As Socialist Worker went to press, residents of the city of Basra had taken over the streets in furious rioting over the lack of electricity and clean water--as well as shortages of gasoline in a country with the world's second-largest reserves of oil.

The Bush administration's hawks still claim that the Iraqi resistance is the work of "remnants" of Saddam Hussein's former regime. But no one really believes this. Not even Pentagon honchos like Lt. Gen. Ricardo Sanchez, the head of allied forces in Iraq, who explained his recent decision to scale back U.S. raids this way: "I started to get multiple indicators that maybe our iron-fisted approach to the conduct of ops was beginning to alienate Iraqis."

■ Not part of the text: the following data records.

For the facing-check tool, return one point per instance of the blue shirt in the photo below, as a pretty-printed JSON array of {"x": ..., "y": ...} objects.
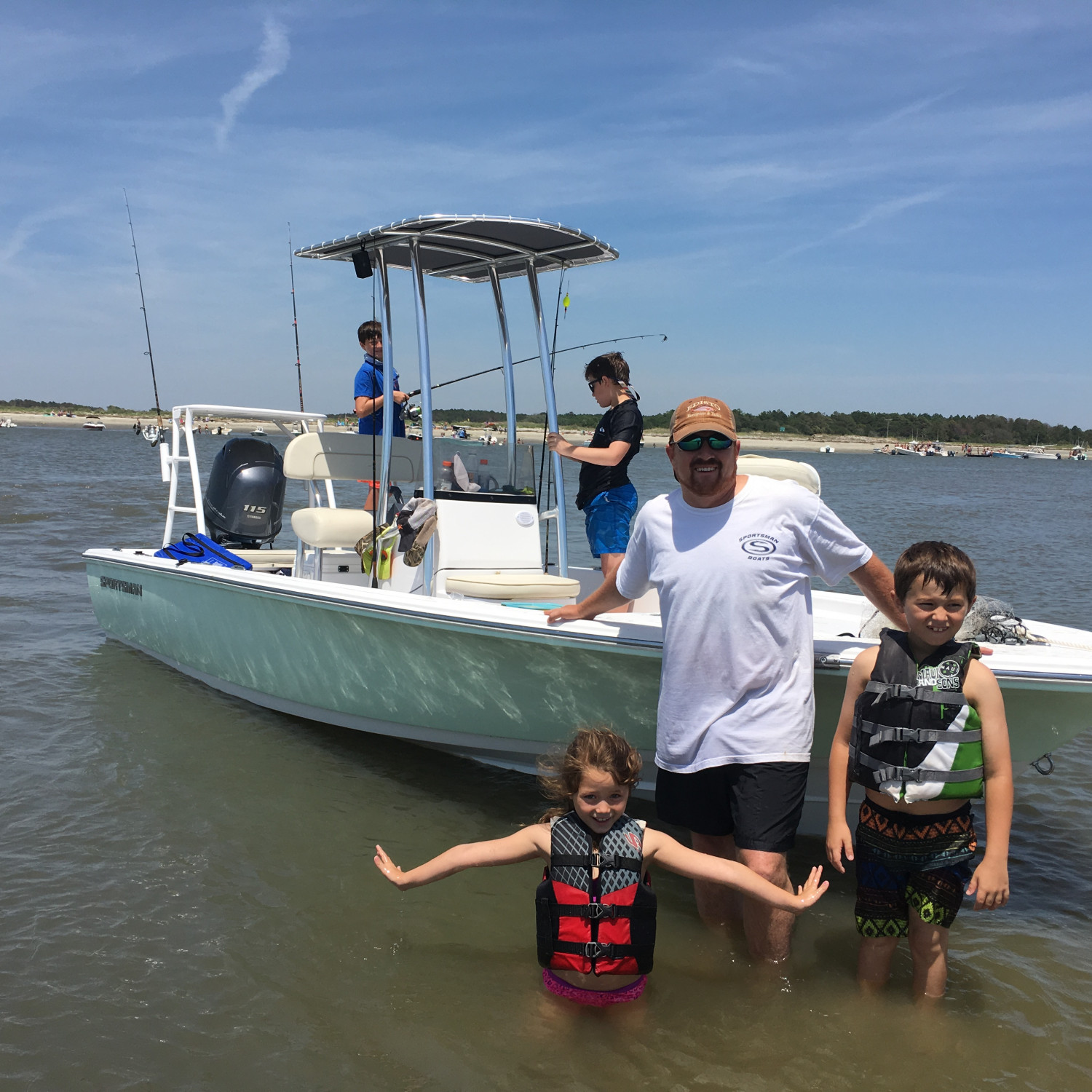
[{"x": 369, "y": 384}]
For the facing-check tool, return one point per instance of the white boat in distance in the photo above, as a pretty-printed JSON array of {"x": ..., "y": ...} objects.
[{"x": 448, "y": 653}]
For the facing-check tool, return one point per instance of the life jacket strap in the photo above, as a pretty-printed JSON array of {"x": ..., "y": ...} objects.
[
  {"x": 596, "y": 860},
  {"x": 917, "y": 692},
  {"x": 594, "y": 950},
  {"x": 917, "y": 775},
  {"x": 887, "y": 734},
  {"x": 596, "y": 911}
]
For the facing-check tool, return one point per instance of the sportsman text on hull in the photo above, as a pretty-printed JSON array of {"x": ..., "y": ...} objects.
[
  {"x": 604, "y": 924},
  {"x": 914, "y": 736}
]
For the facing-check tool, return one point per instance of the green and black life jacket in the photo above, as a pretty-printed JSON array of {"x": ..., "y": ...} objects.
[
  {"x": 914, "y": 736},
  {"x": 606, "y": 925}
]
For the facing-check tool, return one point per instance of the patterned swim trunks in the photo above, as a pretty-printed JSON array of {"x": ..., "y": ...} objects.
[{"x": 906, "y": 860}]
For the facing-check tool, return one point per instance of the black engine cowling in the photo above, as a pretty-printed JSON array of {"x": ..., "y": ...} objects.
[{"x": 245, "y": 496}]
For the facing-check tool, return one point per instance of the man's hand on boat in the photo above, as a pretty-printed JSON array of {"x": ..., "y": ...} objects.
[{"x": 605, "y": 598}]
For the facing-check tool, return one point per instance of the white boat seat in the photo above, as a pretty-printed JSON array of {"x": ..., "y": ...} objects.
[
  {"x": 314, "y": 456},
  {"x": 330, "y": 528},
  {"x": 511, "y": 585},
  {"x": 783, "y": 470}
]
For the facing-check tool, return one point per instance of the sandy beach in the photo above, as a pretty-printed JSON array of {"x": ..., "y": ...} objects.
[{"x": 654, "y": 438}]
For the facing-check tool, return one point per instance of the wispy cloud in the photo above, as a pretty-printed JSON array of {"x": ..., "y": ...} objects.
[
  {"x": 272, "y": 60},
  {"x": 882, "y": 211}
]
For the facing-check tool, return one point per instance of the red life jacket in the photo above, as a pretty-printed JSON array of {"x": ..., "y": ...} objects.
[{"x": 605, "y": 925}]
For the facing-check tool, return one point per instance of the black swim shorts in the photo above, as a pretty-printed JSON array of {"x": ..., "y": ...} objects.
[{"x": 759, "y": 803}]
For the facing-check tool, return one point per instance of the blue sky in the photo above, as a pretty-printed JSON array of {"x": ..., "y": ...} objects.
[{"x": 827, "y": 207}]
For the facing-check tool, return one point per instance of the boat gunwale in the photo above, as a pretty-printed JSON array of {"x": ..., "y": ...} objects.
[
  {"x": 330, "y": 598},
  {"x": 336, "y": 600}
]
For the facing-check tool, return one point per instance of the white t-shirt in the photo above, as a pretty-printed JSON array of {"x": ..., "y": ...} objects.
[{"x": 737, "y": 677}]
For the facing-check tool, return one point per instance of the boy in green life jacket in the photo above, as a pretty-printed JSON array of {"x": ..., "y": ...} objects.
[{"x": 923, "y": 729}]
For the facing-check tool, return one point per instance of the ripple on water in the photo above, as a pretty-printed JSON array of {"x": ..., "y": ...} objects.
[{"x": 189, "y": 899}]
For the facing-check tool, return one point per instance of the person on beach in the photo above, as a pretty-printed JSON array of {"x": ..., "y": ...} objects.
[
  {"x": 732, "y": 557},
  {"x": 923, "y": 729},
  {"x": 594, "y": 909},
  {"x": 606, "y": 496},
  {"x": 368, "y": 388}
]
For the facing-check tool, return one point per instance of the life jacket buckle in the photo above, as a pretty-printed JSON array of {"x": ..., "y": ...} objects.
[
  {"x": 594, "y": 950},
  {"x": 598, "y": 910}
]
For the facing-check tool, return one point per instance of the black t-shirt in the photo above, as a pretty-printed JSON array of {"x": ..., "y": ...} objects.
[{"x": 622, "y": 423}]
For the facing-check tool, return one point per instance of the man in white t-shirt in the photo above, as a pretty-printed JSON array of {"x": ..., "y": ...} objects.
[{"x": 732, "y": 557}]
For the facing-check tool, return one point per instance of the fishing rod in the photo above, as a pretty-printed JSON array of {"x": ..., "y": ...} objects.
[
  {"x": 542, "y": 464},
  {"x": 148, "y": 333},
  {"x": 571, "y": 349},
  {"x": 295, "y": 325}
]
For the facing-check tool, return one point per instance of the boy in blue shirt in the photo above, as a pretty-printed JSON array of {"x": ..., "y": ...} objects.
[{"x": 368, "y": 389}]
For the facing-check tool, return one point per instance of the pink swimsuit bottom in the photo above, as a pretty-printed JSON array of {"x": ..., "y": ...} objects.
[{"x": 596, "y": 997}]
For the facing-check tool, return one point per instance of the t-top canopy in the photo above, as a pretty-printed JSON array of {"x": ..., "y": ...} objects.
[{"x": 464, "y": 247}]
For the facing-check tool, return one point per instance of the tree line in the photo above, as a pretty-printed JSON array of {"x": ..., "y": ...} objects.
[{"x": 982, "y": 428}]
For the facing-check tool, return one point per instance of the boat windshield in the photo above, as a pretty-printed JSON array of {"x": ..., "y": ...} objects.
[{"x": 471, "y": 470}]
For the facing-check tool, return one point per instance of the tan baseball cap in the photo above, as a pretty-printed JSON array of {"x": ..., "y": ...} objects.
[{"x": 700, "y": 415}]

Meanwhile, bitterness is also growing among the U.S. soldiers that Washington's warlords have ordered to enforce their occupation. This week, representatives of the groups Military Families Speak Out and Veterans for Peace, among others, will hold a press conference in Washington, D.C., to launch Bring Them Home Now--a "campaign aimed at ending the U.S. occupation of Iraq and returning troops to their home bases," the groups say.

The launching of this campaign is a sign of how advanced the frustration has become among not only soldiers' families, but active-duty troops--who are communicating their grievances via the Internet. "You call Donald Rumsfeld and tell him our sorry asses are ready to go home," wrote one private in an e-mail posted on the Traveling Soldier Web site. "Tell him to come spend a night in our building."

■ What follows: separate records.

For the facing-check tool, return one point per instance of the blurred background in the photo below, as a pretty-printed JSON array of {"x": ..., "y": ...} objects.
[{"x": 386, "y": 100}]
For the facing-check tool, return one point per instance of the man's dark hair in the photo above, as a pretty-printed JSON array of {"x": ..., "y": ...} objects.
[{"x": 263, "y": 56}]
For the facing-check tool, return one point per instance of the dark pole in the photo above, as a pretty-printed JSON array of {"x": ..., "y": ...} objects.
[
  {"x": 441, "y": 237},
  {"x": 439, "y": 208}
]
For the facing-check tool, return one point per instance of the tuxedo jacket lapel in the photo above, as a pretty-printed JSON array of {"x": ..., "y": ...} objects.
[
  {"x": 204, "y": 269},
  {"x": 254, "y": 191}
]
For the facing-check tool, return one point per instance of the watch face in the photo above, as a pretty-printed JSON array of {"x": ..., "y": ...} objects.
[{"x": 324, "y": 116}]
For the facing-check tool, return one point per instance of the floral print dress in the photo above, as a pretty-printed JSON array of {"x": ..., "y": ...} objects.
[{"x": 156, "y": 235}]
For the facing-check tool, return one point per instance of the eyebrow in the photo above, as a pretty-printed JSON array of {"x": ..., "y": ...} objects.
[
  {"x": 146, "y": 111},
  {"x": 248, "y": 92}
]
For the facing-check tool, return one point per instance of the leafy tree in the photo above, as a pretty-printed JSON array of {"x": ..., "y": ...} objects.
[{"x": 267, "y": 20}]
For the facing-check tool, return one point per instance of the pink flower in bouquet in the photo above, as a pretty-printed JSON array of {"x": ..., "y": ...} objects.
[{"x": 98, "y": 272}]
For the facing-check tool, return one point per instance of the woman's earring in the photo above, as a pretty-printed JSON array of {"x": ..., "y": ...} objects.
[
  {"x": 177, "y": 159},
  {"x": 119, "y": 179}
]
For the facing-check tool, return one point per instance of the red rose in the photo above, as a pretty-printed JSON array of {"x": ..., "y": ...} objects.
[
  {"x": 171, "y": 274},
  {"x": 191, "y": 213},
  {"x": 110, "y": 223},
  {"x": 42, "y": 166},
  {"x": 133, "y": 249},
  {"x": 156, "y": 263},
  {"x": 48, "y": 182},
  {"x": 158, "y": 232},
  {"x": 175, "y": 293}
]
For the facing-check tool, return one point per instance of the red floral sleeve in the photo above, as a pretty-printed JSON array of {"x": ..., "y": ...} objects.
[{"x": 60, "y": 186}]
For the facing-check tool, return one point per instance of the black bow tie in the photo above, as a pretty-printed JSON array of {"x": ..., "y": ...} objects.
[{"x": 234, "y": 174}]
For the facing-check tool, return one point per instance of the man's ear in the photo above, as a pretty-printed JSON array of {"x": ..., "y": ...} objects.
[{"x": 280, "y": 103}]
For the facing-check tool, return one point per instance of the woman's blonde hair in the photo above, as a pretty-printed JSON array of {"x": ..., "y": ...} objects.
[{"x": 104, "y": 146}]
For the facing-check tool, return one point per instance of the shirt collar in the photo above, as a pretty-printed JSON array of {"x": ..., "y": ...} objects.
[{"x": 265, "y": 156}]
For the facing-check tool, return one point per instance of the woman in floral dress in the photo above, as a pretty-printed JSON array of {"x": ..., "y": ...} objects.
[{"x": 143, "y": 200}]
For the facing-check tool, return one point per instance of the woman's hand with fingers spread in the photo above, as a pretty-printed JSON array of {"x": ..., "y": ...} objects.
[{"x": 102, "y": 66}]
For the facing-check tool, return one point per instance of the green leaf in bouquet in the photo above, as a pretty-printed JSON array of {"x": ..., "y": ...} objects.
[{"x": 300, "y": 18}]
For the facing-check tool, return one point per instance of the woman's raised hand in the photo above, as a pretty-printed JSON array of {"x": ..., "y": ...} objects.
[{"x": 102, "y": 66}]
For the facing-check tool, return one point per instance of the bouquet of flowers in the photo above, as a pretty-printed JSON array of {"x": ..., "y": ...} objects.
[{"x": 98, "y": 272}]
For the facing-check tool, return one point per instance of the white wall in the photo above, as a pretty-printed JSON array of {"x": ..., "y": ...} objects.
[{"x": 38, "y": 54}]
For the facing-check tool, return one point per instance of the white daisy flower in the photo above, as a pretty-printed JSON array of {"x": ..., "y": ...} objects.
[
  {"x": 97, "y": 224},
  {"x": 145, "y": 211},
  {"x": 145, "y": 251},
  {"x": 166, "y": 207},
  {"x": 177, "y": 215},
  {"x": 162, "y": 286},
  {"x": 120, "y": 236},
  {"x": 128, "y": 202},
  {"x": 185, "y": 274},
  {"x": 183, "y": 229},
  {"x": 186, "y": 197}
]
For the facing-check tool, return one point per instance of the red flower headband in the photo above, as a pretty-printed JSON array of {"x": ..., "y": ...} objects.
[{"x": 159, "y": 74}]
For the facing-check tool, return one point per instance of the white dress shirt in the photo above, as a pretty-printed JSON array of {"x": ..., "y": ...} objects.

During the Vietnam War, the rebellion of U.S. soldiers--overwhelmingly working class, and disproportionately made up of minorities--was a key ingredient in Washington's defeat. But it took years to develop. The breakdown of morale among troops in Iraq is nowhere near as advanced, but the fact that it has built up so quickly shows the potential for organizing a resistance that can stop Washington's war makers.

The Bush gang is determined to wage its war on the world, and it doesn't plan to stop with Iraq. But this arrogant bunch is stoking anger and bitterness--both abroad and at home--that can fuel an opposition strong enough to stop their war machine.